Tampa Bay, though, with its year-round warm weather and shallow, calm estuarine water near shore is an ideal home base for Holland’s rodeo events. More than a thousand people have participated so far, he says.
Holland, 31, sees his involvement as a culmination of his lifelong love of fishing, especially in Tampa Bay. Born and raised in St. Petersburg, Florida, he got his boat captain’s license at age 17. As a teenager, Holland was the champion of the annual Tampa Bay tarpon tournament, having caught a 130-pound tarpon with a fly-fishing rod, he recalls.
Beneath his champion fisherman’s Patagonia and YETI swag lurks a writer. As a high schooler, Holland was hired by Terry Tomalin, the former outdoors editor at Tampa Bay Times, as a junior reporter focusing on local fishing events and tournaments. His love for writing propelled him to Columbia University, where he majored in English and non-fiction writing.

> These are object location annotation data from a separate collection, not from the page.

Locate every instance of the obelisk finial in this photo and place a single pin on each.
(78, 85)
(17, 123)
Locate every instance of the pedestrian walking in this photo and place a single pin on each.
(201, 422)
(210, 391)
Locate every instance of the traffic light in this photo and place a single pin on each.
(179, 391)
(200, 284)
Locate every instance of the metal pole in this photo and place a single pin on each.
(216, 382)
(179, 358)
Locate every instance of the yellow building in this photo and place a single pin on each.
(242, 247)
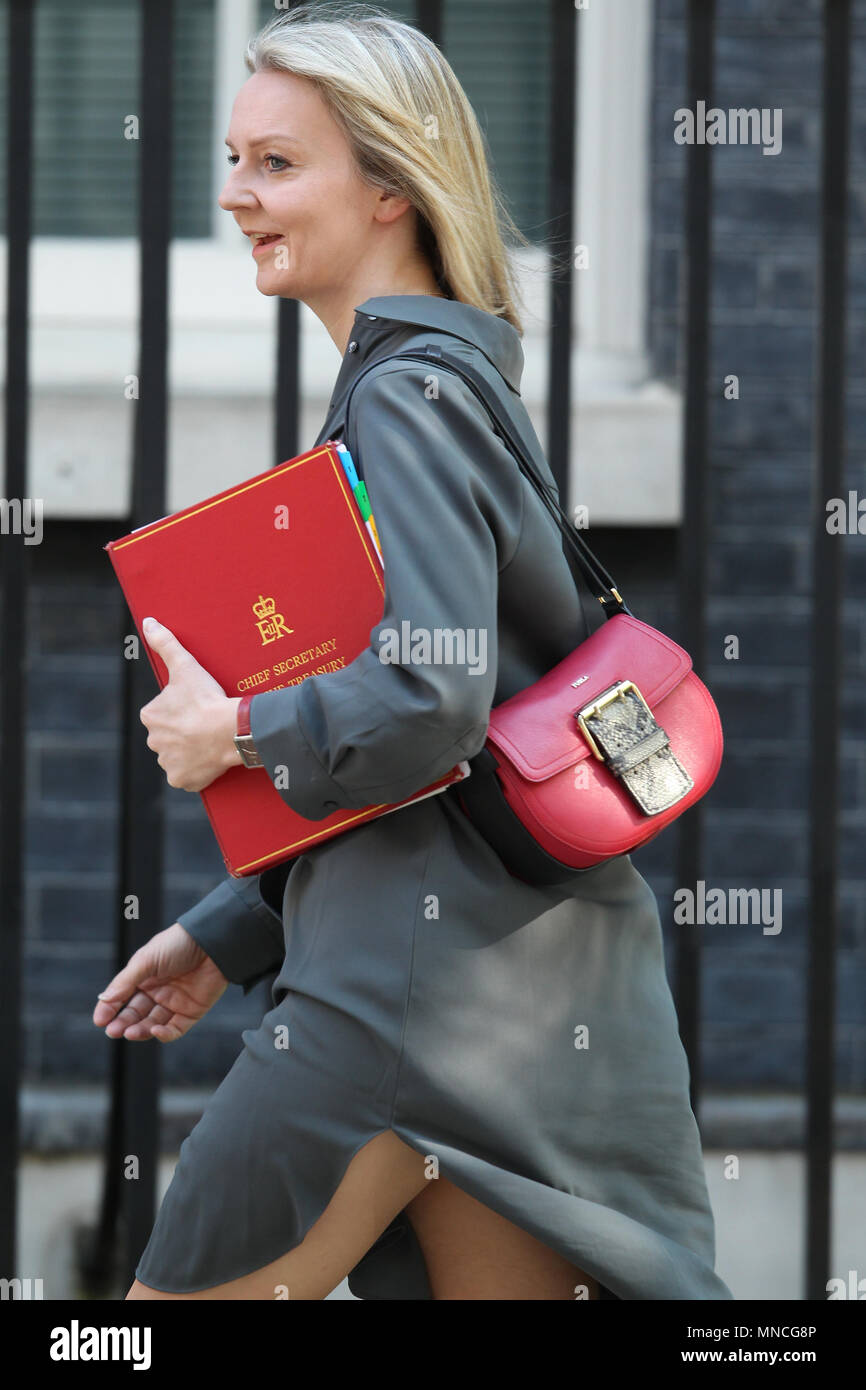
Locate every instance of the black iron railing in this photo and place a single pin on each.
(129, 1207)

Even in New York City, Holland never stopped fishing. When he wasn’t reading or writing at Caffe Reggio in Greenwich Village, he was fishing at the East River or Jamaica Bay. After college, he — like many journalists — struggled to find a full-time staff writer job. To pay the bills, he worked at a bait and tackle store by the Hotel Chelsea in Manhattan while freelancing.
New York was also where Holland met his partner, Danielle Dawley, who later became instrumental in his environmental initiatives. “He has very kind eyes,” Dawley recalls her first encounter with Holland. The two quickly hit it off, and soon decided to buy a motorhome and move out of New York.
“He asked if I would want to travel with him together in a motorhome,” Dawley recalls. “Does a shark shit in the water? Of course, I want to do this,” she answered. After traveling along the East Coast for the better part of the year, the couple eventually settled down in Holland’s hometown, St. Petersburg.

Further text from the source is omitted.